The characterisation of the Bolivian state as a social unitary state of plurinational and communitarian law is new; this broad and complex description is not found in the old constitution. The characterisation of the state is a thorny subject. It articulates the legal sphere with political urgencies, and the social unitary rule of law with its plurinational, community and intercultural nature, ratifying its condition as free, independent, sovereign and democratic. It is founded on plurality and pluralism that operate in distinct spheres: political, economic, legal, cultural and linguistic. It is based on the recognition of the pre-existence of the originary indigenous peoples and nations, which implies the recognition of their right to self-determination. The characterisation of the state offers a description of the Bolivian people in its diversity and multiplicity, identifying its multicoloured composition with respect to nations, classes(1) and social strata, scattered around the cities and the countryside. The characterisation of the state describes a democratic and participatory government, and opens up multiple types of direct, universal and communitarian representation. It also combines the cultural values of originary peoples and nations with liberal principles. This composite understanding of the characterisation of the state includes liberal constitutional developments and is enriched by the indigenous contributions of new constitutional and political forms.
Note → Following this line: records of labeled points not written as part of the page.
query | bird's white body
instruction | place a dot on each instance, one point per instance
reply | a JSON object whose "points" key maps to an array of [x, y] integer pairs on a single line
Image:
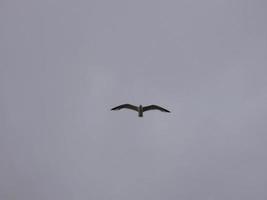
{"points": [[140, 111]]}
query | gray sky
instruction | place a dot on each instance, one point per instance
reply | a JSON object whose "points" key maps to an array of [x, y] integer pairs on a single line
{"points": [[64, 64]]}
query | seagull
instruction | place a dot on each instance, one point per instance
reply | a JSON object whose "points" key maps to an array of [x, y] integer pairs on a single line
{"points": [[140, 109]]}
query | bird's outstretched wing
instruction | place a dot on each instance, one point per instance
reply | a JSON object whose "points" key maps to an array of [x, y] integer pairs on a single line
{"points": [[154, 107], [129, 106]]}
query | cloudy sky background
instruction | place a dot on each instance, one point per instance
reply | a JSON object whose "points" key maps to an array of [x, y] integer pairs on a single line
{"points": [[64, 64]]}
A constitution for the transition

One might say that the new political constitution of the state is a constitution in transition. It is the passage from a social and unitary state to a plurinational one; from a state that gave up on federalism after the war at the end of the 19th century and the beginning of the 20th (called the Federal War) and chose unitarianism. A state that, after the Chaco War, built a populist state, consolidating it as a Latin American-style welfare state during the twelve years of the National Revolution (1952-1964). The unitary and social nature of the state, then, is a legacy of the past. This is how Bolivia approached modernity. What is new in the new constitution is its plurinational and communitarian nature, its administrative decentralisation and its system of autonomies. Its plurinational nature is related to a decolonising dimension that points to the deconstruction of the republican, colonial and liberal state. It is related to the recognition of the existence of originary, indigenous nations prior to colonisation; that is, the recognition of the demographic matrix of the Bolivian people. Bolivian people are noteworthy for their ethnographic and sociological diversity. State pluralism, which is also a pluralism of nations, is a substantial improvement in democratic pluralism, constructed on the basis of collective identities and political communitarianism. The communitarian nature of the new constitution is based on the recognition of the cultural institutions that give form to the behaviours not only of rural communities, but also urban ones. We speak about the ayllus, the tentas, the capitanias, the organising structures that give meaning to migration, migrant settlements, holidays, festivals, challas, rituals and ceremonies, where collective symbolism lies. An initial conclusion could be the following: the new constitution represents a transition from the unitary and social nature of the state to a plural-national and communitarian one.

It is also a constitutional transition, as developments in liberal rights, obligations and guarantees are combined with constitutionalised indigenous demands, and with legal and political forms that give a constitutional framework to the process of nationalisation and recovery of natural resources. In other words, it does not cease to be a liberal constitution, albeit in a pluralist version, incorporating four generations of rights: individual rights, social rights, collective rights and environmental rights. It is also an indigenous and popular constitution in that it incorporates the indigenous nations’ and peoples’ own institutionality, their own structures and practices. In the same way, it is a constitution that recognises the fundamental role of the public realm as an interventionist, welfare and industrialising state.